Hark…Wednesday, April 21st was the 172nd birthday of John Muir, the quintessential American naturalist and father of our national parks. 

We might take a moment to reflect on his achievements, we staunch patriots who enjoy the company of forests and mountain rivers over the urban zoo, for we have him to thank.

An inspired champion of the wild splendor of the American west, he is best known for co-founding the Sierra Club, his political efforts to preserve what is now Yosemite National Park, and his writings which express a kind of piety to our vast unspoiled lands.

Our national park system, Muir’s legacy in part, “America’s best idea” to Ken Burns, is also perhaps our greatest gift to the world.

Ross Hanna, a grandson of Muir, spoke to TENTHMIL about the man and the legacy. 

Hanna said it wasn’t until well after Muir’s death, not until the post-WWII environmental enlightenment that the philosophy of preservation became a national call to arms.  It was then that John Muir became a lionized figure of the movement.

It might be said that Muir was ahead of his time.  And what the hell is that supposed to mean? 

What it means is he had great ideas met with great intolerance.  He wished to reserve pristine lands for their beauty and humanistic value, in a time when many more people saw the value in board feet of lumber or in short tons of minerals.

Born in Scotland, in 1838, Muir came the United States with his family eleven years later.  When he grew up, he became an engineer, writer, naturalist, and necessarily, something of a lobbyist.

He was a friend and colleague of Gifford Pinchot, the first chief of the Forest Service, who brought the ideas of traditional European forestry to American public lands.  Eventually, though, the two drifted apart.  Muir represented complete “preservation” of nature, while Pinchot was for “conservation” or wise use of resources.


Merced River at Yosemite National Park

The Hetch Hetchy Valley dam controversy, in the early 1900s, was one of Muir and the Sierra Club’s most illuminating moments to the public.  They opposed the construction of the O’Shaughnessy Dam on the Tuolumne River, which would create a reservoir to supply water to San Fransisco.  Muir wrote,

Dam Hetch Hetchy!
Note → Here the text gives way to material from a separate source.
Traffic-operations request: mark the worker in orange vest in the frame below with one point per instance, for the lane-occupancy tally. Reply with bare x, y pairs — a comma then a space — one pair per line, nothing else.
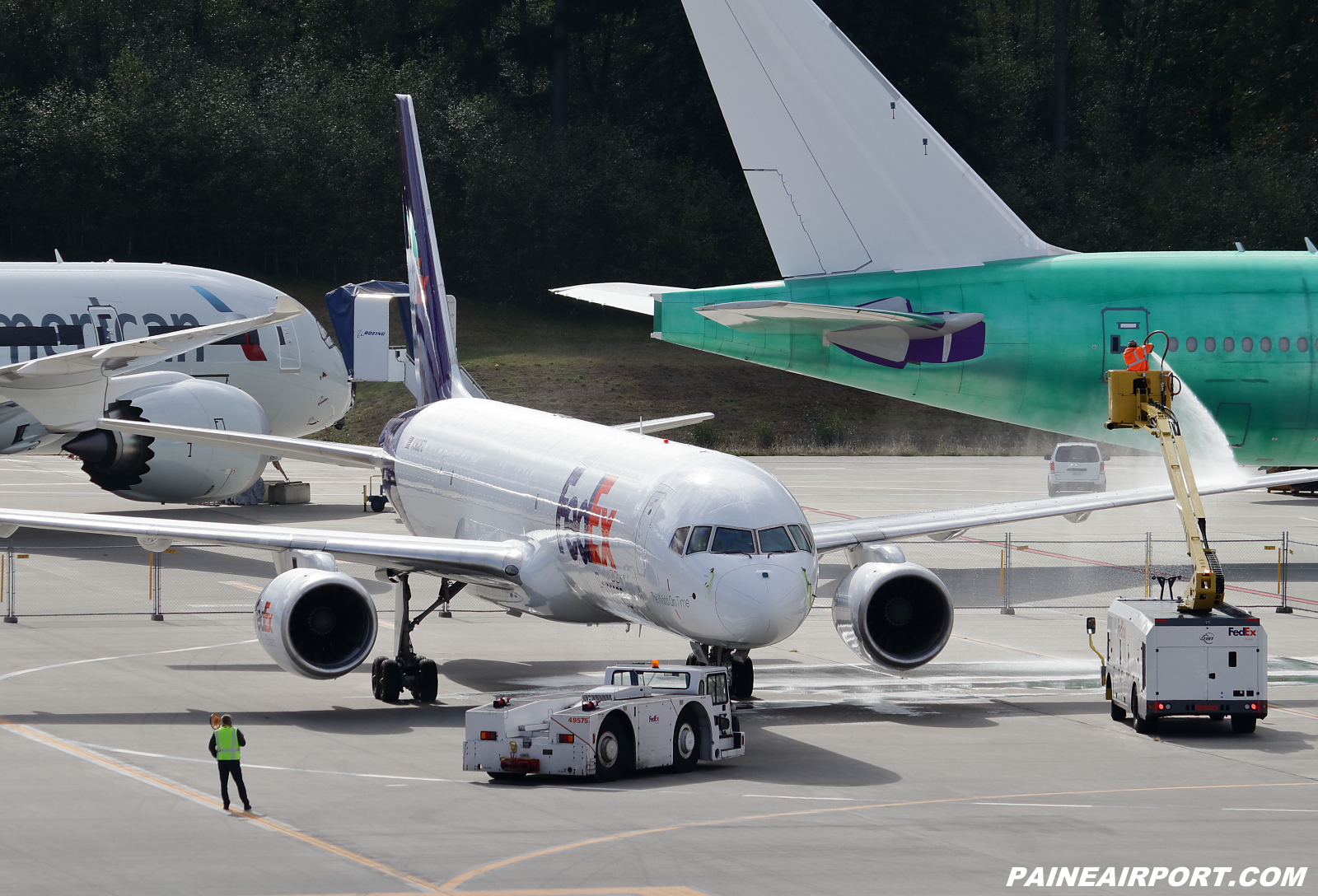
1138, 356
As well dam for water-tanks the people’s cathedrals and churches, for no holier temple has ever been consecrated by the heart of man.

The John Muir legacy carries on to this day.  His descendants running a family vineyard in Napa Valley, the Sierra Club fighting for environmental justice, and thousands of park interpreters who foster the love of the land in countless American…all have a bit of Muir inside them.

Rejoice, then, ye freedom loving world citizens who fancy a respite from your concrete jungles, and have a think about a great American, as indeed he surely thought of you. 

He thought of all of us, to come centuries after his own self, of the inherent value of wild places to the human soul, and of the joy and nourishment each person shares to fill their senses so.